I know I grew up on musical animated classics like ALADDIN and THE LION KING, but I’m of the impression that animated films today need more songs, so I liked that TROLLS was very musical. And even though I was embarrassed at myself, I, for the most part, liked the music. Say what you want about Justin Timberlake, but the guy can sing and if he’s involved, I’m sold. The weird thing about TROLLS is that he plays a character that refuses to sing, so we have to go the majority of the movie without him singing, which I found odd. I understand it fit into the plot, but I can’t stop the feeling (get it?) that the movie would have been better with more singing from JT.
TROLLS is not a horrible film, but I do think adults are going to find it hard to get through. However, my wife downloaded the soundtrack within minutes of the closing credits, so if the goal was to sell music, the film was a success on that front. Otherwise, this one might be too dark for little kids and too poorly written for adults.
4K ULTRA HD BLU-RAY REVIEW
Video: If you’ve read any of my reviews of an animated 4K UHD, then this will sound like a broken record, but that doesn’t make it any less true; the 4K UHD of TROLLS looks sharper and brighter on 4K UHD, but it’s only marginally better than the Blu-ray. That’s not a knock on the 4K UHD, it’s just that these high quality, newer animated films look incredible on Blu-ray and there’s not much more room for improvement. On the Blu-ray, you can notice the felt-like texture of the Bergen, so when you see it in slightly more detail on the 4K, it’s not that big of a deal.
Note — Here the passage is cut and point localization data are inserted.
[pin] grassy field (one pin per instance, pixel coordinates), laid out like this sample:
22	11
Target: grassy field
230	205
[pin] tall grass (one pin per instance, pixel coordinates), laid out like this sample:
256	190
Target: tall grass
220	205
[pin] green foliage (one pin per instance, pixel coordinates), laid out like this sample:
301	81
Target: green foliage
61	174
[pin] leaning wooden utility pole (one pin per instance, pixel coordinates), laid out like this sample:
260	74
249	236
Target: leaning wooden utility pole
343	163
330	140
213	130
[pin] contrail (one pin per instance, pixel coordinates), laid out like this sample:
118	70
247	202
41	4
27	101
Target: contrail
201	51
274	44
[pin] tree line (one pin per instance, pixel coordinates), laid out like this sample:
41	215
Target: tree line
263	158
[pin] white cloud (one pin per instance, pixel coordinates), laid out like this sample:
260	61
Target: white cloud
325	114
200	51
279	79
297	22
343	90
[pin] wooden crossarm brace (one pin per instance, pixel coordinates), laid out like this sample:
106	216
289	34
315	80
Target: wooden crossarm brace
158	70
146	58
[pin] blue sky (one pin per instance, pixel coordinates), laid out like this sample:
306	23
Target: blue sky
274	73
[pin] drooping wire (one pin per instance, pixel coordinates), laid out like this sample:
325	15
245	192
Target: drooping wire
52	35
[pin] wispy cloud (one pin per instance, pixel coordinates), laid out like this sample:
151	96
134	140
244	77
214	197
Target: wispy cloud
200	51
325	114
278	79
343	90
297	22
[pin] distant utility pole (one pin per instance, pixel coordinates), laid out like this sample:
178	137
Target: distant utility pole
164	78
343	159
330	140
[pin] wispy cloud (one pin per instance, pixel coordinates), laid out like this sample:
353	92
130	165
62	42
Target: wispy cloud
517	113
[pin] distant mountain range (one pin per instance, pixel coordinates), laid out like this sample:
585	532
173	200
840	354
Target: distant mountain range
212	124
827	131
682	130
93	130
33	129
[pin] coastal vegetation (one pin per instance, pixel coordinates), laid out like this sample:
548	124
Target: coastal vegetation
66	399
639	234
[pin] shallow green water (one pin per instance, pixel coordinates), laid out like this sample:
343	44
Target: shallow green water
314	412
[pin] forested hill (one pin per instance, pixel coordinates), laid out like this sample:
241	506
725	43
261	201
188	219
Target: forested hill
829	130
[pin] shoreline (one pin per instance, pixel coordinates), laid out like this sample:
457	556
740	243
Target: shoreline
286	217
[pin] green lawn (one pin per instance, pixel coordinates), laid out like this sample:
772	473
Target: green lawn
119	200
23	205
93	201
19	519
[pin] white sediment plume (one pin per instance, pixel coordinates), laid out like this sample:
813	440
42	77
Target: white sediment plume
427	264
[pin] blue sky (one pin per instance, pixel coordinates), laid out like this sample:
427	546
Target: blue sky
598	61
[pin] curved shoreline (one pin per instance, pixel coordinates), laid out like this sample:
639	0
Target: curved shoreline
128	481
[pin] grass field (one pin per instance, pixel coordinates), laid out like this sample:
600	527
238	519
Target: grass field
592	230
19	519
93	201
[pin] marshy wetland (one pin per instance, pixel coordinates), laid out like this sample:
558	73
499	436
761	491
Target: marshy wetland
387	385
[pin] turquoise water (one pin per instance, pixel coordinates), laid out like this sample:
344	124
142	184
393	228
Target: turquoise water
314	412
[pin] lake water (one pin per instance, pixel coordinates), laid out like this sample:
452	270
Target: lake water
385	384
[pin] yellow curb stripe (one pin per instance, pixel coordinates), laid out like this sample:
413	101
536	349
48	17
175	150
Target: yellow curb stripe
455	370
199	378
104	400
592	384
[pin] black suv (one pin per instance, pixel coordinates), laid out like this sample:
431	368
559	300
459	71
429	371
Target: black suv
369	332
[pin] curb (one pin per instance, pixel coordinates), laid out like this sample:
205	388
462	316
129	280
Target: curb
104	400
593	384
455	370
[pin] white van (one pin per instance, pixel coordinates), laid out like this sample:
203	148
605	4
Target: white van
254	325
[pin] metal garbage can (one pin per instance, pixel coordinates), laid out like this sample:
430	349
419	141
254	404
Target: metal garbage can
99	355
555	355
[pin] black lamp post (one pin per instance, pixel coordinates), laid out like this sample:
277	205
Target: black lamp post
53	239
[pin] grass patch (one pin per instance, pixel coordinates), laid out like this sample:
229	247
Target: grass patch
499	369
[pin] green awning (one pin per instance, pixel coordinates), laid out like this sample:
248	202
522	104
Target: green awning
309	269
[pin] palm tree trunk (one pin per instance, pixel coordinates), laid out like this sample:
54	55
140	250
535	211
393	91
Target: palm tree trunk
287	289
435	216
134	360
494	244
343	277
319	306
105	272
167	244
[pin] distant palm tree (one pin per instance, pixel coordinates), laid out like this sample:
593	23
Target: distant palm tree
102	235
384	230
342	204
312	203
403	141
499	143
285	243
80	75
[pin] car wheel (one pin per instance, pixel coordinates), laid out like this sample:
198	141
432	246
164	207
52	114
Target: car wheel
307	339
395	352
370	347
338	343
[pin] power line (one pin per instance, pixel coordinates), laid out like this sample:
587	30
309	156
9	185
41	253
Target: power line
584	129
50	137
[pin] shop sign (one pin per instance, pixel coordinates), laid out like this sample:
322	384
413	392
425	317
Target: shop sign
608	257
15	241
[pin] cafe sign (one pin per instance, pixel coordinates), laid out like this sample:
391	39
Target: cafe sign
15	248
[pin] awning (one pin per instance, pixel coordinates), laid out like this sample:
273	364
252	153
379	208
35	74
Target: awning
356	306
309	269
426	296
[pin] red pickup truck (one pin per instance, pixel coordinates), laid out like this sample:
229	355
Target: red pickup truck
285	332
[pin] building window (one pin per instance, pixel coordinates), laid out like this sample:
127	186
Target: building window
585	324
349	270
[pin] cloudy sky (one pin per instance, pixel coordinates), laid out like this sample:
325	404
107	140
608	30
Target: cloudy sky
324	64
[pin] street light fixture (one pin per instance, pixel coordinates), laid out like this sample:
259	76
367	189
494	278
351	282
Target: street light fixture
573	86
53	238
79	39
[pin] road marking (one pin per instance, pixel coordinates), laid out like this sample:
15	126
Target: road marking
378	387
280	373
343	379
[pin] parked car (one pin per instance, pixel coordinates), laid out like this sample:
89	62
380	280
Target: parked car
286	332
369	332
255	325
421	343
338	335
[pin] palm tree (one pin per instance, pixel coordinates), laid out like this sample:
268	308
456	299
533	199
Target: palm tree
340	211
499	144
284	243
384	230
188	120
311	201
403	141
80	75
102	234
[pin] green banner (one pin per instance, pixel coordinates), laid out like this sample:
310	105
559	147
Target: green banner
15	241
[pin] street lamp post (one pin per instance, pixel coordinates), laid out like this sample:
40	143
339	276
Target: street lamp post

Still, the colors are slightly more vibrant and the added detail does give you a pseudo-3D effect during some of the more crazy musical numbers, so there are advantages to the upgrade.
Audio: The 4K does include a very nice Dolby Atmos track. If you like the soundtrack, you’ll appreciate having the music blared at you from all angles.
This title was reviewed using a Samsung UBD-K8500 with a Sony XBR75X850C TV.
The 4K UHD does not contain any exclusive features, but it does include a Blu-ray of the film, which includes the following special features:
Mini-featurettes (22:50): I lumped these five featurettes together because none of them amount to much on their own. They’re all geared for little kids and they take you through some of the making-of aspects of the film.
Deleted Scenes (7:25): These are a handful of deleted scenes that the directors explain to us what they are and why they were cut.